Twelve miles east of Lima lay the enormous Scioto Marsh, where a thousand workers picked onions under horrific conditions. In late June 1934, led by a thirty-eight-year-old picker named Okey Odell, seven hundred of them went on strike. By July, as the strike escalated, fifty-three sheriff’s deputies, controlled by the growers, deployed machine guns and tear gas at the picket line; the strikers threw rocks, allegedly stabbed someone, and spread roofing nails onto the highway, puncturing the deputies’ tires. One night in early July, “a large group of men, traveling in automobiles,” showed up at 2 a.m. at the home of Elijah O’Dell, Okey’s brother, and announced that they belonged to the Black Legion. They said they had gasoline, nitroglycerin, and dynamite in their cars. “Show us where they live,” the men offered, “and we’ll take care of them” — meaning the big growers. Their “mysterious caravan” then proceeded to the home of W. C. Weis, the union’s vice president, got him out of bed, and pronounced: “We are the firing squad and are going to take over the strike.” At a union meeting the next day, Okey O’Dell, the union leader, declared: “We don’t need these people here. . . . We don’t want any violence. We can’t keep them from coming here, but we have no use for them.”
Guns nonetheless begat more guns. In the nearby town of McGuffey, a fire started by nitroglycerin burned the home of the mayor, who was supporting the growers. When police, without evidence, then arrested Okey O’dell, two hundred vigilantes removed him from the jail, took him out of town, beat him, and dumped him beside a road, while hundreds of other armed vigilantes took over the town. O’dell hitchhiked back and marched with his brother right through the center of town, unarmed, daring the mob to kill him. Later, a huge armed mob swarmed his house, which “was turned into a miniature fortress by friends who appeared ready to back up O’Dell in his threat to ‘kill the first man who tries to get me.’” A photo in the Marion, Ohio, Star showed four white women of varying ages wearing filmy summer dresses, described as part of O’Dell’s “defense” team, lined up in a row on a couch, each holding a gun pointed grimly at the camera.

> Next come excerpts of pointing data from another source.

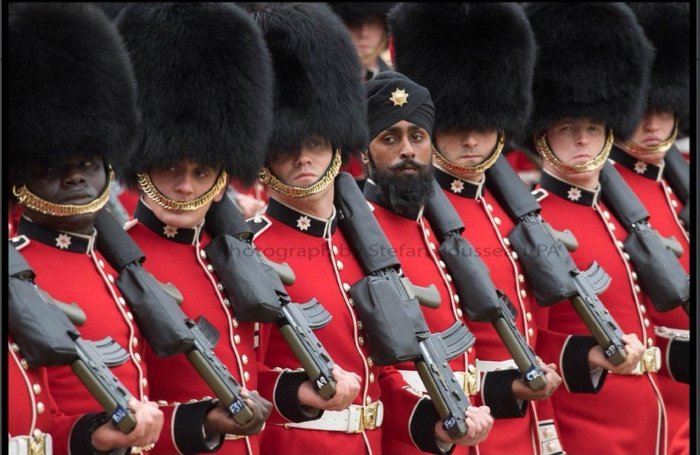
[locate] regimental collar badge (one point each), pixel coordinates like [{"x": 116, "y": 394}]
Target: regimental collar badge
[{"x": 399, "y": 97}]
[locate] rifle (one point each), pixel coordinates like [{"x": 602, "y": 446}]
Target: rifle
[
  {"x": 161, "y": 321},
  {"x": 661, "y": 276},
  {"x": 479, "y": 298},
  {"x": 257, "y": 292},
  {"x": 677, "y": 175},
  {"x": 388, "y": 307},
  {"x": 548, "y": 266},
  {"x": 47, "y": 338}
]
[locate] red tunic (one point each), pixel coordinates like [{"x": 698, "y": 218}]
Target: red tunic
[
  {"x": 411, "y": 238},
  {"x": 71, "y": 270},
  {"x": 647, "y": 181},
  {"x": 515, "y": 430},
  {"x": 599, "y": 423},
  {"x": 325, "y": 269}
]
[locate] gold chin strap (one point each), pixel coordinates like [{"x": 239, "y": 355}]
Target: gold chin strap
[
  {"x": 32, "y": 201},
  {"x": 150, "y": 190},
  {"x": 479, "y": 168},
  {"x": 542, "y": 147},
  {"x": 661, "y": 147},
  {"x": 276, "y": 184}
]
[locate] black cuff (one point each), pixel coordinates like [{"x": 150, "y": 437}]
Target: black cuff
[
  {"x": 679, "y": 360},
  {"x": 422, "y": 427},
  {"x": 287, "y": 401},
  {"x": 498, "y": 394},
  {"x": 80, "y": 438},
  {"x": 188, "y": 430},
  {"x": 575, "y": 369}
]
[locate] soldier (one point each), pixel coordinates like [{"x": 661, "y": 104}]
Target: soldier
[
  {"x": 640, "y": 161},
  {"x": 205, "y": 91},
  {"x": 581, "y": 99},
  {"x": 319, "y": 117},
  {"x": 399, "y": 184},
  {"x": 73, "y": 112},
  {"x": 481, "y": 90}
]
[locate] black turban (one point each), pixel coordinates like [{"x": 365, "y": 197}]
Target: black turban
[{"x": 392, "y": 97}]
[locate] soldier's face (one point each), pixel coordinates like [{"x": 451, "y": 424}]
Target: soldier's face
[
  {"x": 655, "y": 127},
  {"x": 403, "y": 149},
  {"x": 466, "y": 148},
  {"x": 306, "y": 167},
  {"x": 78, "y": 181},
  {"x": 183, "y": 181}
]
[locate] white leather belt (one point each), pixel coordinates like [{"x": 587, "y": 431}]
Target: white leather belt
[
  {"x": 38, "y": 444},
  {"x": 488, "y": 366},
  {"x": 468, "y": 380},
  {"x": 354, "y": 419}
]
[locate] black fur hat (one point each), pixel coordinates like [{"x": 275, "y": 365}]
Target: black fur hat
[
  {"x": 71, "y": 88},
  {"x": 354, "y": 12},
  {"x": 476, "y": 59},
  {"x": 205, "y": 86},
  {"x": 318, "y": 81},
  {"x": 593, "y": 61},
  {"x": 667, "y": 27}
]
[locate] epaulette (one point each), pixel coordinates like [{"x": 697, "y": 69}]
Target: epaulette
[
  {"x": 258, "y": 225},
  {"x": 540, "y": 193},
  {"x": 19, "y": 242}
]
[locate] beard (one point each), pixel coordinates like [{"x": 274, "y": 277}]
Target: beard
[{"x": 403, "y": 194}]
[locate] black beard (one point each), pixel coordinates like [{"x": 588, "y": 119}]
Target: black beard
[{"x": 403, "y": 194}]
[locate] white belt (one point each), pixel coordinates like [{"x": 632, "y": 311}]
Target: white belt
[
  {"x": 39, "y": 444},
  {"x": 488, "y": 366},
  {"x": 468, "y": 380},
  {"x": 354, "y": 419}
]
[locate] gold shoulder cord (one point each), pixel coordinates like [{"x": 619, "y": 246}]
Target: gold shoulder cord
[
  {"x": 32, "y": 201},
  {"x": 276, "y": 184},
  {"x": 150, "y": 190},
  {"x": 543, "y": 148},
  {"x": 661, "y": 147},
  {"x": 479, "y": 168}
]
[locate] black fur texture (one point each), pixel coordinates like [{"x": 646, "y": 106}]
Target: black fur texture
[
  {"x": 593, "y": 62},
  {"x": 71, "y": 88},
  {"x": 318, "y": 80},
  {"x": 476, "y": 59},
  {"x": 205, "y": 86}
]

In Lima and its hinterland alike, the Black Legion both thrived on gun culture and fed it further. For every gun that actually went off, every roadhouse that was actually burned down, the threat of further violence magnified the Legion’s power and ability to terrorize. By 1935, the Black Legion was armed and dangerous and armed with dangerous ideas, with an unstable fanatic at its helm and thousands of men at his command, in paramilitary formation.